Forgive us, as we forgive others
The park by Avarua roundabout, where police intervened in an assault. 20020219

Mistakes of the past will always catch up with you.

I speak for myself when I say this, because like MP George Angene and his children Apii and Mareta, I’ve used my fists to resolve conflict.

In the early 2000s I stood in a court dock on a charge of assault after beating a woman.

I share this because like the Angenes, people need to understand why I faced that charge and why I was discharged without conviction.

The woman I hit smacked me in the face with a glass beer bottle that smashed during what I thought was a friendly conversation.

She could have blinded me; in fact, she could have killed me. But like Ngametua Tiatoa she also suffered from serious addiction issues.

Like Apii, I went and saw her the next day and apologised for what I had done to her.

Since then, I’ve learnt that violence solves nothing.
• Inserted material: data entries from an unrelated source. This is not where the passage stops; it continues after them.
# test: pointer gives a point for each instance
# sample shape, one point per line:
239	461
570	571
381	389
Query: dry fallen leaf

But I’d be lying if I said I wouldn’t have done what Apii did, had my children been subjected to watching a man sniffing petrol and acting inappropriately.

As parents, it is our fundamental obligation and responsibility to protect our children.

People will argue that we are poor role models, violent thugs and say the police arrested the wrong man, but put yourself in their shoes.

If Tiatoa can forgive, then why can’t we?